I was eaten of by worms as I slept. I wouldn’t have noticed except that I was cruelly awakened. I would have slept the contented sleep of death into that long dark oblivious of the worms and their slime glands beneath my eyeballs and fingernails. I was awakened.
I was awakened the first time, awakened the first time by a bearded jack-in-the-box faced man wielding dual leaf blowers, one in each hand, blowing dirt and leaves from the city park pathways. His maroon shirt was stained dark with sweat and grime; the sleeves cut away to reveal meaty, flabby, tattooed, ham-hock arms. He swung the noisemaker windmachines back and forth in languid arcs.
I rolled further into the dark underbrush, pulling leaves and worms over my head and went back to sleep. Some other time later after the strolling bandsaw man I was reawakened by the high school marching band, traipsing back and down across the field, rehearsing their movements and motions.
Satanic hands like houses moved over my brain, wicked fingers digging, rooting, in my eye socket, in my soul and orbit, smearing me with droning ooze. Screaming, shrieking demon horns and cinematic winds in the air and me in the mud with the bugs under the leaves in the shade of a copse of trees at the far end of the park. I rolled over, ready to vomit, but nothing came up.
What was I dreaming just before this? Something about a very little man, drunk Henry Kissinger on the uptown bus downtown. It’s that time again, when the violent gorillas are getting drunk. Now I was vomiting, watery yellow vomit like dog bile splashed over the ground litter and my ragged shoes.

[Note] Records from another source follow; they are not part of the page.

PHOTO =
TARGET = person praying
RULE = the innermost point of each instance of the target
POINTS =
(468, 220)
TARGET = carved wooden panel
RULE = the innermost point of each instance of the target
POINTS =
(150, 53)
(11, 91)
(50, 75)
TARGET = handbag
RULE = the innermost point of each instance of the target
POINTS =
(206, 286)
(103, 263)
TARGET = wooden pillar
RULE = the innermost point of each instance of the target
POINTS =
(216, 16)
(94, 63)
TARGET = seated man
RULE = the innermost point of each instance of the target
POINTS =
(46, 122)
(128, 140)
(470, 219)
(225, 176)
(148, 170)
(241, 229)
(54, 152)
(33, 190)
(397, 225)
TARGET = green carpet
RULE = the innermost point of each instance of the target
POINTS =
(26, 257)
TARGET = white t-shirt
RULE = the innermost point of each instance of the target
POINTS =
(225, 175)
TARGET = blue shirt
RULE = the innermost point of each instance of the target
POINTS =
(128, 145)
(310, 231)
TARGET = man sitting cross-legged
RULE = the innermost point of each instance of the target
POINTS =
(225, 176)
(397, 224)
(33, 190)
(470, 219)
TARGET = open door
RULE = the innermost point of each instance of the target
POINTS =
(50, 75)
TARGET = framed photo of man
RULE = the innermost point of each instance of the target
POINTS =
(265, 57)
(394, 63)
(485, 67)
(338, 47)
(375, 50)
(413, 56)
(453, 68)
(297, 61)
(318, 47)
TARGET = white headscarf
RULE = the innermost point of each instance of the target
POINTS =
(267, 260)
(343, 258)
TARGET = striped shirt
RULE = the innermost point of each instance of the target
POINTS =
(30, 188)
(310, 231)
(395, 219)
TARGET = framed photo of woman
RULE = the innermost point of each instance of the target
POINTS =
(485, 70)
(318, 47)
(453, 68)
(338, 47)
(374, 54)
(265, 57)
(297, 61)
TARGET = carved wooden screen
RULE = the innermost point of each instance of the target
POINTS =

I wiped my face, felt the worms beneath my skin, beneath my eyelids. They squirmed like the newly dead and burrowed deeper. “Eat, worms,” I said to them, quoting the forgotten desert mystic, “eat what the Lord has given to you.”
I am worm and not a man, living by routine, scorned by everyone, despised by the people. Deposed by myself. I slept with roaches, reproached and scorned. Alone in the secret shadows, forgotten. Not a mortal but a maggot. The dry desert burning in my throat would not be quenched. I pray for death, but the worm does not die.